By the end of 2013, China had 358 billionaires, second only to the US and an increase from over 41 from the year before. However, according to the World Giving Index 2013, an annual survey by the NGO Charities Aid Foundation, China ranked 115 among 135 countries for donating money and last for volunteering.

In an editorial in People's Daily, Gates writes, "only when we help poor people break away from destitution and illness can the whole world achieve sustainable development. Investing in poor people requires the involvement of every social strata. I believe that the returns from investing in poor people are just as great as [returns] from investing in the business world, and have even more meaning." 
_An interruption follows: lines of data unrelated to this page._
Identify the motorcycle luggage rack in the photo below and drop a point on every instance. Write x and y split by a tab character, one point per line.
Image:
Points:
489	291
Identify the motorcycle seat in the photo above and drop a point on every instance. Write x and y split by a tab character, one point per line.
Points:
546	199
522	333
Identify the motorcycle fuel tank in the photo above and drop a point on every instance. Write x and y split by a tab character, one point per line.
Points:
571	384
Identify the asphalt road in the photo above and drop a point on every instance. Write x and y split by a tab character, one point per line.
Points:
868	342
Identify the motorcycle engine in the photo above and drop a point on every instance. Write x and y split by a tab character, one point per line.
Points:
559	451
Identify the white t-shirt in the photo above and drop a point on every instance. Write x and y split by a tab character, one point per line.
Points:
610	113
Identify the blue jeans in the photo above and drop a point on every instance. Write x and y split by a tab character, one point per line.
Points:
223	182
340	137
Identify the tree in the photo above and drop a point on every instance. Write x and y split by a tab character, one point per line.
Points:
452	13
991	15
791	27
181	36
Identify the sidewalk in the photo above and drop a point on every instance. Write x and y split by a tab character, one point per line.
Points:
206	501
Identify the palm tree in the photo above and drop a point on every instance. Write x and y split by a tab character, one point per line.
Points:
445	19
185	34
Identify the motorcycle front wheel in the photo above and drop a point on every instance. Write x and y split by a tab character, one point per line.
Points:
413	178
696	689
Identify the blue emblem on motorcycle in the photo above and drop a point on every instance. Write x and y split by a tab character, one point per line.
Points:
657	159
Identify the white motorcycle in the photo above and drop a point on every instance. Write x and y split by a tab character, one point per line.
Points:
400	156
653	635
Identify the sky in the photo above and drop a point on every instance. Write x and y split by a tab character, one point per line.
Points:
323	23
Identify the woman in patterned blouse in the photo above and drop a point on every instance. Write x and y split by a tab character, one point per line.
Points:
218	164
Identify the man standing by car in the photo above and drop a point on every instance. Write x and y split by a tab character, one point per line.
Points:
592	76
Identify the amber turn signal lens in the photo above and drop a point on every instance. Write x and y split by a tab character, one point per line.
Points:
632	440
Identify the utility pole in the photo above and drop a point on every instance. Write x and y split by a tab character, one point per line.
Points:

In 2010, Gates, who runs the Bill and Melinda Gates Foundation – worth 237 billion yuan ($38 bn) – and American businessman Warren Buffet asked 50 of China's richest to attend a charity dinner in Beijing. Many turned down the invitation, reportedly because they were uncomfortable being asked for donations.

Income disparity remains a major issue in China's society, with wages heavily varying between urban and rural areas. According to a 2012 survey by Peking University, an average household in Shanghai brings in 29,324 yuan ($4,690) whilst an average family in Gansu earns significantly less at 12,611 yuan ($2,017) per year.

However, small steps are being taken in charitable giving within the country. Alibaba founders, Jack Ma and Joe Tsai, announced plans on Friday to launch an 18 billion yuan ($3 bn) foundation reportedly focusing on education, environmental issues and healthcare. If it goes ahead, the foundation will be the country's largest. Since stepping down last month, China's eighth richest man, Ma has dedicated a huge amount of time to charity efforts, sitting on the Nature Conservancy's board of directors and helps lead kung fu star Jet Li's One Foundation.

Anthony Spires, a sociology professor at the Chinese University of Hong Kong who researches China's civil society, said "this will be the largest foundation in China, if they really do it," he said. "It's on par with Michael Bloomberg's philanthropy". Spires called the move "staggering".

Gates also praised the move, saying that the foundation will "do an immense amount of good, particularly in this remarkable time in the development of philanthropy in China", while Warren Buffet called the execs "extraordinary leaders in business [who] have now become leaders in philanthropy".